Community Based Disaster Risk Reduction (CBDRR) should be considered in integrating top-down and bottom-up approaches and as a channel of information and actions between stakeholders. Indeed it fosters the participation of threatened communities in both the evaluation of risk (including PDC hazards, vulnerability and capacities) and in the ways to reduce it. Community participation and involvement in raising PDC hazard awareness might be accomplished through various ways: socioeconomic factors should be better integrated from daily life to strengthen livelihoods; collaboration should be based on actual collaboration between institutional and upper level stakeholders, local stakeholders, and communities. Several approaches may be taken in order to gain more traditional knowledge of and responses to PDC-related disasters, in the framework of a bottom-up disaster risk reduction programme. Dialogue between the communities and people giving the warnings could be improved through participatory methods, e.g. participatory volcanic hazard mapping, community evacuation simulations, rural appraisal, focused group discussion or participatory three dimension mapping.

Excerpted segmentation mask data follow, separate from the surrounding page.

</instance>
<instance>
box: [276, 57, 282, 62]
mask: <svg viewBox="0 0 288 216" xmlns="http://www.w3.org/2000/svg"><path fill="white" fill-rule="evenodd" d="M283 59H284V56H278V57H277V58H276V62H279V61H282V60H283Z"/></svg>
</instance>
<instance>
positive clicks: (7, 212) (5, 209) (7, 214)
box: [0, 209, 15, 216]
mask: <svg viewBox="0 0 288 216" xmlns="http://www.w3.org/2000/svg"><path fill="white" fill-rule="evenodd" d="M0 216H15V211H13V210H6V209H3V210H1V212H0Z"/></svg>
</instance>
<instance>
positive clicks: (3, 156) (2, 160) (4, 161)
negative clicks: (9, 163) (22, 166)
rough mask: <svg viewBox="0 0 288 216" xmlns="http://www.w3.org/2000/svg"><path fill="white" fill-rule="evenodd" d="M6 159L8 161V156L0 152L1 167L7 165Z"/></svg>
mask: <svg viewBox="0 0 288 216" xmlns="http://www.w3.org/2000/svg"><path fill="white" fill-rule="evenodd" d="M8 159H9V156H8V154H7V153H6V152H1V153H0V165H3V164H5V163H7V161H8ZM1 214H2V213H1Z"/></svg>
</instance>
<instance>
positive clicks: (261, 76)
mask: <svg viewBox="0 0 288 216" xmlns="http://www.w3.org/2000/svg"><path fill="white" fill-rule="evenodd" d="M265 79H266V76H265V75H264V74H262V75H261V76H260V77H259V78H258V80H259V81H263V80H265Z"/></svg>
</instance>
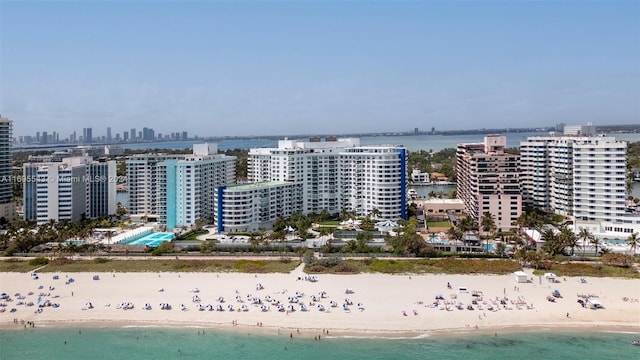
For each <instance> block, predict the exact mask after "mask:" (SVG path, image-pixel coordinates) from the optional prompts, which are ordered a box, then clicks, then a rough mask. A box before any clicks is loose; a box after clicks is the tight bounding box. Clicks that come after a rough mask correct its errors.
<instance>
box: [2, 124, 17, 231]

Efficient communication between scientific experts on PDC hazard, authorities, the media, local NGOs, and the population should be enhanced to improve crisis management. Information should be provided to people on time and using simple and clear language, preferably traditional language.

The need for community participation and involvement in raising PDC hazard awareness is crucial, especially among specific stakeholders, e.g. recent immigrants or daily workers coming from outside the PDC hazard zones or women, who usually have a poorer knowledge of hazards than their husband or children. Local and cultural factors should also be considered in risk and crisis management, especially because PDC hazard is often related to local myths. The 2010 Merapi disaster suggests that religion is an essential element of culture and must be carefully considered in the planning process, and not simply dismissed as a symptom of ignorance or superstition. Participatory risk management involving community leaders and their populations is most appropriate to bridge tradition, local realities and the implementation of risk management policies and strategies.

To conclude, CBDRM eventually empowers communities with self-developed and culturally acceptable ways of coping with crises due to PDC hazard.